The ruling came despite the AGCM appearing to accept that Ryanair’s current approved OTA and travel agent direct agreements, which allow all OTAs and bricks and mortar travel agents “cost free” unfettered access to its fares - with the exception of promotional rates - as long as they agree not to overcharge consumers when selling fares and ancillary services, according to the carrier.
Ryanair group chief executive Michael O’Leary said: “If today’s legally unsound AGCM ruling and fine is not appealed, then the AGCM proposes to set itself above the Milan Courts in making competition decisions.
“Ryanair has fought for many years for transparent pricing, and our approved OTA agreements, which have been agreed by almost every large OTA, with the notable exception of one Spanish OTA, who continues to overcharge its customers for flights and ancillary services, are manifestly and clearly pro-consumer.
“When Ryanair first started in 1985, 20% of ticket revenues were wasted paying travel agents 10% commissions, and GDS systems 10% commissions, in an industry with high fares but profit margins of less than 1%.
"The internet and the ryanair.com website have enabled Ryanair to distribute directly to consumers, and Ryanair has passed on these 20% cost savings in the form of the lowest air fares in Italy and Europe.

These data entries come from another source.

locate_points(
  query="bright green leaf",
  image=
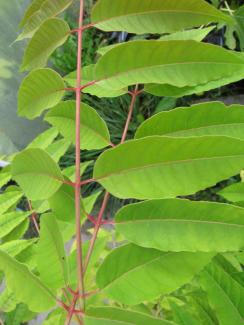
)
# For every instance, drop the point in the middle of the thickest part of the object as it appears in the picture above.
(33, 7)
(143, 16)
(70, 171)
(94, 133)
(7, 301)
(10, 221)
(36, 173)
(51, 34)
(233, 193)
(8, 199)
(51, 253)
(57, 149)
(41, 89)
(88, 75)
(213, 118)
(225, 295)
(25, 285)
(15, 247)
(48, 9)
(182, 316)
(44, 139)
(192, 34)
(167, 62)
(122, 275)
(114, 316)
(163, 167)
(182, 225)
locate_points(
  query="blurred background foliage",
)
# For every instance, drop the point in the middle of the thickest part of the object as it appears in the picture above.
(114, 111)
(16, 132)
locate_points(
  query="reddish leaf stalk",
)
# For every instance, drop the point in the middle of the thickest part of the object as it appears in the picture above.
(99, 220)
(33, 217)
(80, 277)
(134, 95)
(96, 230)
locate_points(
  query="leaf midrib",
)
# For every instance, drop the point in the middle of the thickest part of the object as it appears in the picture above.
(82, 124)
(137, 267)
(180, 221)
(178, 132)
(172, 64)
(154, 165)
(144, 13)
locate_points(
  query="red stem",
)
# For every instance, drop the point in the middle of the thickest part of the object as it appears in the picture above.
(99, 221)
(134, 95)
(78, 160)
(33, 218)
(96, 230)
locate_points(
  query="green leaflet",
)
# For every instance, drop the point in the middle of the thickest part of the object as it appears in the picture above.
(182, 316)
(182, 225)
(33, 8)
(44, 139)
(51, 253)
(48, 9)
(5, 177)
(166, 62)
(17, 232)
(238, 16)
(57, 317)
(164, 16)
(15, 247)
(7, 301)
(213, 118)
(114, 316)
(41, 89)
(70, 171)
(36, 173)
(94, 133)
(88, 75)
(233, 193)
(62, 204)
(57, 149)
(225, 295)
(20, 314)
(122, 275)
(163, 167)
(10, 221)
(192, 34)
(36, 295)
(51, 34)
(9, 199)
(172, 91)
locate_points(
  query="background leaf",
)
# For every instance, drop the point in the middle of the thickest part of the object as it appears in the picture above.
(51, 34)
(36, 172)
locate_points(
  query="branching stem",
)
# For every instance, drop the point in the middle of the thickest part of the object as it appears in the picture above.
(80, 277)
(135, 93)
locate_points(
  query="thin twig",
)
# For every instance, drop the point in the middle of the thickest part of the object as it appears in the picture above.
(134, 95)
(34, 217)
(99, 221)
(96, 230)
(77, 161)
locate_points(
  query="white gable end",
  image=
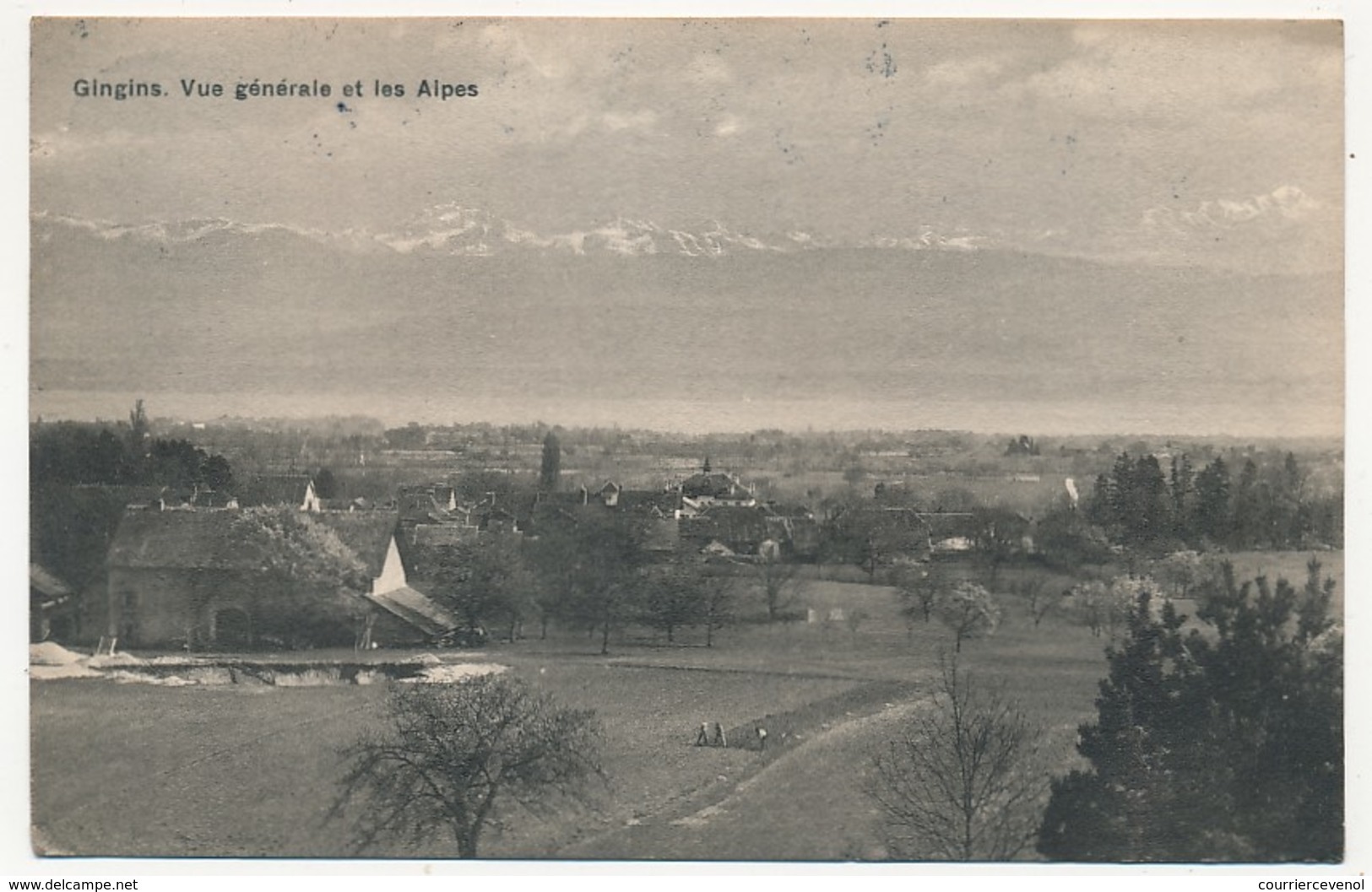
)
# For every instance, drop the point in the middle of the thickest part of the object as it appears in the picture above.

“Today’s AGCM ruling is both legally unsound, and it contradicts the precedent Milan court ruling of January 2024, which declared that Ryanair’s direct distribution model ‘undoubtedly benefits consumers’.”
He added: “Ryanair looks forward to successfully overturning this legally flawed ruling and its absurd €256 million fine in the courts.
“Today’s ruling shows that the AGCM cannot be trusted to protect consumers, or uphold competition law, when it can be so easily misled by a tiny number of self-serving bricks and mortar travel agents and a Spanish OTA, making false claims.
“It is these OTAs and travel agents that the AGCM should be protecting consumers from.
“Both we and our lawyers, are confident that this flawed AGCM ruling and its absurd €256 million fine will be overturned on appeal.”